Nina Allender (1872-1957)

Born Nina Evans in Auburn, Kansas, Allender was the daughter of a superintendent of schools. She received formal training in art and studied at the Corcoran School of Art and the Pennsylvania Academy of Fine Arts. She was an instrumental propagandist for the suffrage movement and the key artist on the staff of the NWP's publication, The Suffragist.

Nina E. Allender, cartoonist, National Woman's Party. Harris & Ewing. ca. 1915-July 29, 1916.

In early 1913 Allender and her mother, Eva Evans–one of the first women employees of the Interior Department–received a visit from Alice Paul, whom they did not know, asking them to contribute money and time to the suffrage cause. Allender was working full time at the Treasury Department to support herself after her husband's desertion. Paul's appeal was hard to refuse, and Allender began a long association with Paul and the Congressional Union for Woman Suffrage (CU)–later the National Woman's Party (NWP).
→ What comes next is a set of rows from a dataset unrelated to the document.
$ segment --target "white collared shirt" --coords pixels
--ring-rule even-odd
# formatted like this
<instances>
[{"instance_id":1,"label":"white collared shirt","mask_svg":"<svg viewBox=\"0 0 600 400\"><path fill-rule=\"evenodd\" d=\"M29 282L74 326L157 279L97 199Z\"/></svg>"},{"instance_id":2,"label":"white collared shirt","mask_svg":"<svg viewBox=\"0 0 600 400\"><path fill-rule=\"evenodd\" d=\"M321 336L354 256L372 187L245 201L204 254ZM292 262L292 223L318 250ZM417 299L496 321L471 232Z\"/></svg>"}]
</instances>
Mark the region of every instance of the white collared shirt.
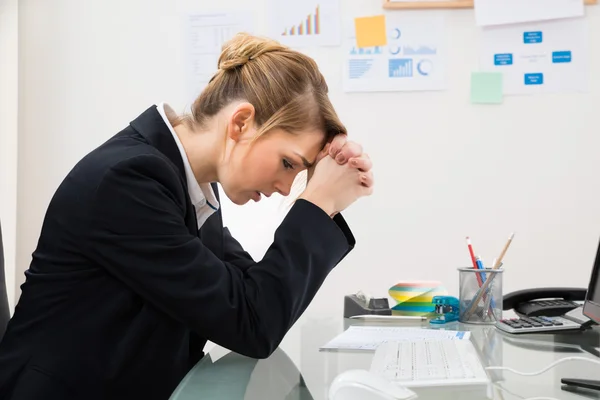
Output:
<instances>
[{"instance_id":1,"label":"white collared shirt","mask_svg":"<svg viewBox=\"0 0 600 400\"><path fill-rule=\"evenodd\" d=\"M192 204L196 208L196 220L198 221L198 229L200 229L208 217L210 217L219 209L219 202L217 201L215 192L210 186L210 183L199 184L194 177L194 172L192 171L192 166L190 165L190 161L185 153L185 149L183 148L183 145L181 144L181 141L179 140L179 137L177 136L177 133L175 133L175 129L173 129L171 121L169 120L169 116L175 116L175 111L173 111L168 104L160 103L158 105L158 112L165 121L169 131L171 131L173 139L175 140L175 143L177 143L177 148L179 148L179 153L181 154L181 159L183 160L183 167L185 169L188 193L190 195L190 199L192 200Z\"/></svg>"}]
</instances>

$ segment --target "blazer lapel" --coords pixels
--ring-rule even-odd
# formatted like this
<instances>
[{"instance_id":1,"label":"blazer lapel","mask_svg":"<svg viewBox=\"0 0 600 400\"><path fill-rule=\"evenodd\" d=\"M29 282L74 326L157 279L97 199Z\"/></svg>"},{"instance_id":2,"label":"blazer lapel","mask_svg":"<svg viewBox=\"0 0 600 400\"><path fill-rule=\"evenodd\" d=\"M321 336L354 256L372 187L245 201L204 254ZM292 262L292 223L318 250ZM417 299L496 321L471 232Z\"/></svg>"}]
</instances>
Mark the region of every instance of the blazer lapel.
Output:
<instances>
[{"instance_id":1,"label":"blazer lapel","mask_svg":"<svg viewBox=\"0 0 600 400\"><path fill-rule=\"evenodd\" d=\"M211 187L215 192L215 197L219 204L221 199L219 198L219 188L216 183L211 183ZM223 217L221 214L221 207L211 215L204 225L198 231L198 236L217 257L223 259Z\"/></svg>"},{"instance_id":2,"label":"blazer lapel","mask_svg":"<svg viewBox=\"0 0 600 400\"><path fill-rule=\"evenodd\" d=\"M198 234L198 222L196 221L196 210L192 205L190 196L188 194L187 181L185 179L185 168L183 166L183 160L181 159L181 153L177 147L177 143L173 139L173 135L169 130L169 127L165 124L156 105L148 108L139 117L131 121L131 126L138 131L149 144L163 153L167 158L175 164L179 170L180 181L185 188L185 225L187 226L190 233Z\"/></svg>"}]
</instances>

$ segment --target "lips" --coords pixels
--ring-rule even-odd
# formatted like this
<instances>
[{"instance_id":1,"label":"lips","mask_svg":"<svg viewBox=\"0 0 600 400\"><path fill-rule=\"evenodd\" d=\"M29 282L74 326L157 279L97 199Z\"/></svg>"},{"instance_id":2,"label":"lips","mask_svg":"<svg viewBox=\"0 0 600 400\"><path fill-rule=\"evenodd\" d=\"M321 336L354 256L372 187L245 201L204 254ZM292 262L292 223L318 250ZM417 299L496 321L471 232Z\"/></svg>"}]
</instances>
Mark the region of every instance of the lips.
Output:
<instances>
[{"instance_id":1,"label":"lips","mask_svg":"<svg viewBox=\"0 0 600 400\"><path fill-rule=\"evenodd\" d=\"M262 198L262 196L261 196L260 192L252 193L252 200L254 200L255 202L259 202L261 198Z\"/></svg>"}]
</instances>

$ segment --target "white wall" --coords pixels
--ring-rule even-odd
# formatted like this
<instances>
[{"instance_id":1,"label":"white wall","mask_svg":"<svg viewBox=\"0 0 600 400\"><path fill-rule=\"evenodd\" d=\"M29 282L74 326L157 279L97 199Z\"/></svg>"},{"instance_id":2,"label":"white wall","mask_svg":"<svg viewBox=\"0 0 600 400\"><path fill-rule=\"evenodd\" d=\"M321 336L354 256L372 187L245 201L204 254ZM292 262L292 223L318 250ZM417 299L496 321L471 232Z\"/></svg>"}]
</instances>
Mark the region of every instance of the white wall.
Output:
<instances>
[{"instance_id":1,"label":"white wall","mask_svg":"<svg viewBox=\"0 0 600 400\"><path fill-rule=\"evenodd\" d=\"M15 300L17 243L18 0L0 0L0 221L6 289Z\"/></svg>"},{"instance_id":2,"label":"white wall","mask_svg":"<svg viewBox=\"0 0 600 400\"><path fill-rule=\"evenodd\" d=\"M180 13L215 8L211 3L19 2L18 204L24 211L17 284L48 201L73 164L150 104L186 106ZM261 34L264 4L252 3ZM380 12L379 1L343 2L344 18ZM444 13L453 50L444 92L346 94L342 50L307 50L321 65L351 138L374 160L377 181L375 194L347 211L357 247L326 281L309 315L339 315L344 294L383 295L400 279L440 279L456 293L456 268L469 263L466 235L490 262L517 232L505 259L506 291L587 286L600 236L600 80L590 74L587 94L473 106L473 12ZM587 13L589 68L597 71L600 9ZM241 208L225 201L223 208L233 233L262 255L282 215L278 200ZM265 218L265 230L250 228Z\"/></svg>"}]
</instances>

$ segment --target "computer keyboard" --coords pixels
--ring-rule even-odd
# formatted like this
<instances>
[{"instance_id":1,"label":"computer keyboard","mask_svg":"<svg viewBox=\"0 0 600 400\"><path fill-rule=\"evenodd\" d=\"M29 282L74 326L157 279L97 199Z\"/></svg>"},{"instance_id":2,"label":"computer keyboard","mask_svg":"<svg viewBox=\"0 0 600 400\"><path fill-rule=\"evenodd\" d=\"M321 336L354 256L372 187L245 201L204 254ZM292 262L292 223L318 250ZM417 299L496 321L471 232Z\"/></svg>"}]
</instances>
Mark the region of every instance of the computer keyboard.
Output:
<instances>
[{"instance_id":1,"label":"computer keyboard","mask_svg":"<svg viewBox=\"0 0 600 400\"><path fill-rule=\"evenodd\" d=\"M375 350L371 371L406 387L489 382L473 343L467 339L386 342Z\"/></svg>"}]
</instances>

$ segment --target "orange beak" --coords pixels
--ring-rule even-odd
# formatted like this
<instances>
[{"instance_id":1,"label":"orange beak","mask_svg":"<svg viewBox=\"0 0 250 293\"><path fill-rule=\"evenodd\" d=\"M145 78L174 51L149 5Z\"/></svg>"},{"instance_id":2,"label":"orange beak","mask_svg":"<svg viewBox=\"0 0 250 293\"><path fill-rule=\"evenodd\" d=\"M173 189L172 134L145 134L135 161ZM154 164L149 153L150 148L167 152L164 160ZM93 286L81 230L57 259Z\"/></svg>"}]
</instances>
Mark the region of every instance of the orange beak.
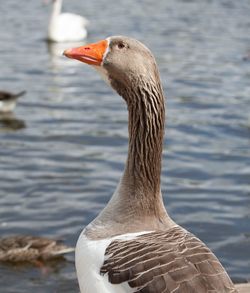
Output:
<instances>
[{"instance_id":1,"label":"orange beak","mask_svg":"<svg viewBox=\"0 0 250 293\"><path fill-rule=\"evenodd\" d=\"M90 65L100 66L107 47L108 41L102 40L98 43L65 50L63 55Z\"/></svg>"}]
</instances>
At Paul's request, Allender submitted her first cartoon to The Suffragist, initially hesitating because she saw herself as a painter and not a cartoonist. From 1914 to 1922 Allender produced some 200 political cartoons that were published in The Suffragist and its successor journal, Equal Rights. Many of these cartoons featured what became known as the "Allender girl"–a positive representation of a suffragist as a winsomely attractive, stylish, and self-possessed young woman deeply dedicated to the cause. This portrayal helped shift the public image of what a women's rights advocate was like. Other Allender drawings featured Uncle Sam, members of Congress, or the woman suffrage ("Anthony") amendment itself in allegorical form, the latter often as a slim young girl awaiting her rights.

Mrs. Nina E. Allender. Harris & Ewing. ca. 1913-1915.

The distinctive style of Allender's pencil drawings, along with the NWP's use of photography, provided readers with visual propaganda that helped convey information about current events and advertise the NWP cause, as well as to publicize graphically specific NWP activities. To view digital versions of Allender's suffrage cartoons, some of which originally appeared on the front cover of The Suffragist, see the Sewall-Belmont House Web site External.

Allender also spent time in the field as an organizer. She worked in Wyoming during the elections of 1916, informing fellow suffragist Margaret Foley, "I never enjoyed any thing more." She remained active in the NWP during its campaign for the Equal Rights Amendment, and served on the NWP council until poor health forced her resignation in 1946.